Cluster Self-Refinement for Enhanced Online Multi-Camera People Tracking

Jeongho Kim
Research Engineer, Nota AI

 

Summary

  • Online multi-camera system for efficient individual tracking

  • Accurate ID management with Cluster Self-Refinement (CSR)

  • Improved performance with enhanced pose estimation

 

Introduction

  • In this paper, we introduce our online MCPT methodology, which achieved third place in Track1 of the AICITY CHALLENGE workshop at CVPR2024. Multi-camera people tracking (MCPT) involves detecting and tracking individuals across multiple cameras to understand and analyze their movements and behaviors. The MCPT process typically follows these steps: 1) As shown in Figure 1, input footage from multiple cameras into a people detection model to detect the locations of individuals, represented by bounding boxes and coordinates. 2) Assign local IDs to detected individuals using a single-camera tracking algorithm, storing appearance and location information for each ID. 3) Match information from each single-camera tracking to assign a global ID.

  • MCPT can be classified into online and offline MCPT based on the timing of the video frames used for analysis. Online MCPT utilizes only past frames to analyze the current frame, making it applicable to all video sources, including real-time streaming. However, if an incorrect prediction is made, it can affect subsequent predictions, leading to continuous errors. Conversely, offline MCPT uses both past and future frames, allowing for post-analysis corrections of incorrect predictions, resulting in higher performance but inapplicable to real-time streaming.

  • Our research proposes applying the evaluation and correction methods of offline MCPT to online MCPT. Additionally, we propose an online MCPT system with enhanced performance by maximizing the use of pose estimation models.

  • Our code is available at Github.

Cluster Self-Refinement for Enhanced Online Multi-Camera People Tracking

Figure 1. This is an example of Multi-Camera People Tracking. It involves tracking people across various cameras by mapping them to the same identities. The image in the center depicts a 2D map of the location, showing the estimated positions of people as captured by the cameras. The numbers provided represent their global IDs.

 

Significance/Importance of the Paper

  • Achieved a high performance with the online MCPT method and achieved 3rd place in AICITY CHALLENGE track1.

  • We were able to obtain good performance by applying the methodology used in the offline MCPT to the online MCPT.

Cluster Self-Refinement for Enhanced Online Multi-Camera People Tracking

Figure 2. Overview of our system’s architecture.

 

Summary of Methodology

  • We participated in the 2023 AICITY CHALLENGE on the same task and wrote a paper that ranked 10th (Kim et al., 2023). Since the method we proposed at that time was also online MCPT, we used it as a baseline to improve our performance.

  • We proposed Online Cluster Self-Refinement, which allows the online MCPT system to periodically check the appearance features that have been stored so far and the tracklets that have been tracked.

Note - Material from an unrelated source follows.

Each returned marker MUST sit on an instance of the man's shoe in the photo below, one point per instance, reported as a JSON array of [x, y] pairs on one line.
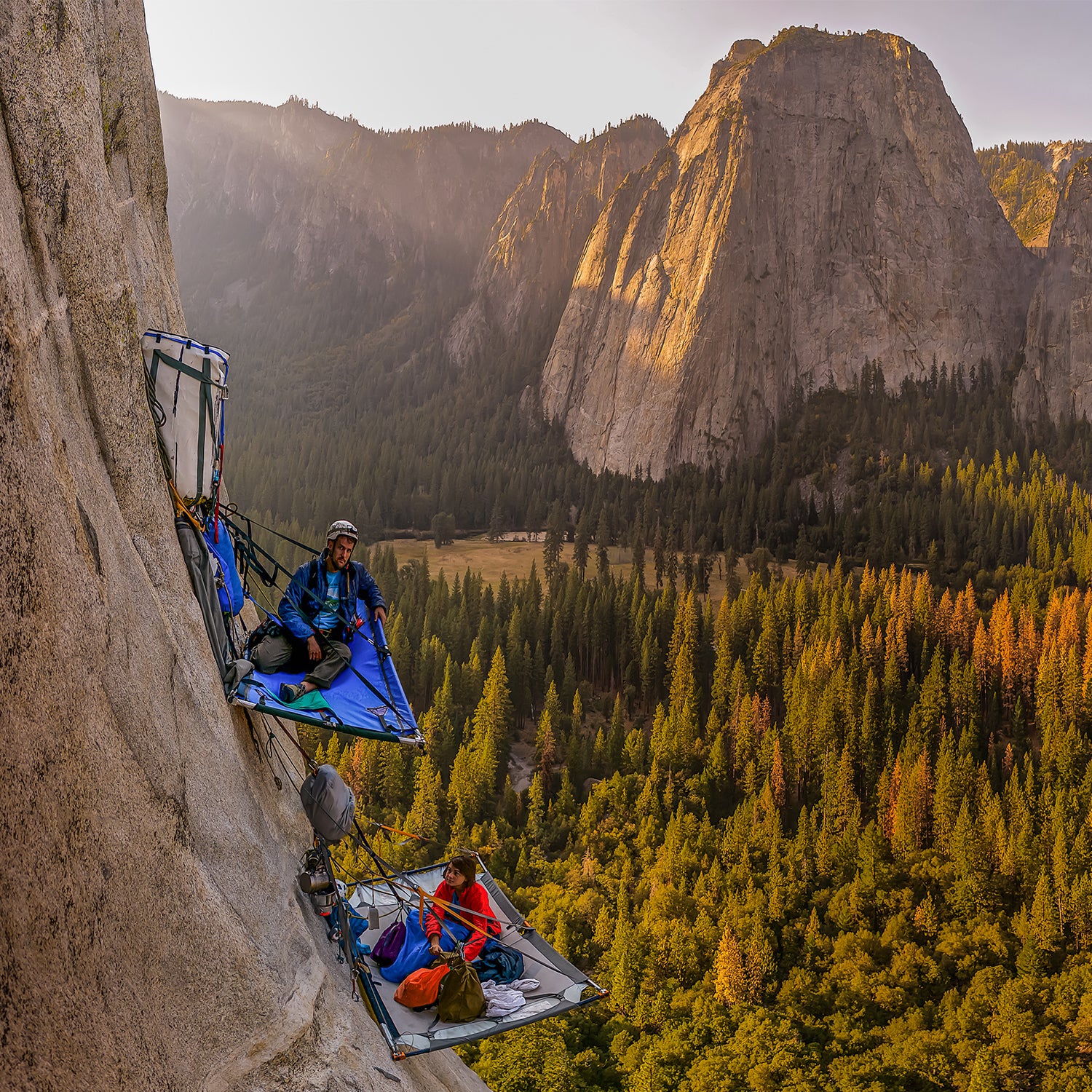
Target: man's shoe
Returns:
[[290, 692]]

Cluster Self-Refinement for Enhanced Online Multi-Camera People Tracking

Figure 3. Overview of Cluster Self-Refinement. The left side depicts the refinement of appearance features, utilizing agglomerative clustering to check if different people are stored and, if correct, refine the appearance features in the cluster tracklet. The right side illustrates overlapped cluster refinement, addressing situations where one person has more than one global ID. The CSR procedure is carried out at regular intervals, as denoted by the red circle shown above.

1. Appearance Feature Refinement

A cluster tracklet should only store the appearance features of a single person. If the appearance features of several people are stored within a tracklet, as illustrated in Fig. 3, there’s a risk of ID Switching occurring with another cluster tracklet, which could compromise the quality of future tracking. Therefore, we first use agglomerative clustering with cosine distance as the metric to divide the stored appearance features in the tracklet into two feature clusters. Then, by measuring the cosine distance between the two feature clusters and finding it exceeds a certain threshold, we infer that the cluster tracklet consists of different people, leading to the deletion of appearance features from the feature cluster stored later. Even if more than three different people are present in the cluster tracklet, using agglomerative clustering reduces the likelihood, as shown in Figure 3, of a single person being split into both feature clusters. After deleting one feature cluster, even if two people remain in the remaining cluster, the periodic execution of CSR ensures that eventually, only the appearance features of a single person remain in a cluster tracklet.

2. Overlapped Cluster Refinement

This step checks whether the person in the newly added cluster tracklet is the same as the person in the tracklet already being tracked. This is done by measuring the distance between the appearance features of the newly added tracklet and the tracklet that is already being tracked, and the distance between the mapped points in virtual space, and if the distance is below a certain value, the newly added tracklet is determined to be the same person and deleted.

These two refinements are performed periodically to ensure better tracking.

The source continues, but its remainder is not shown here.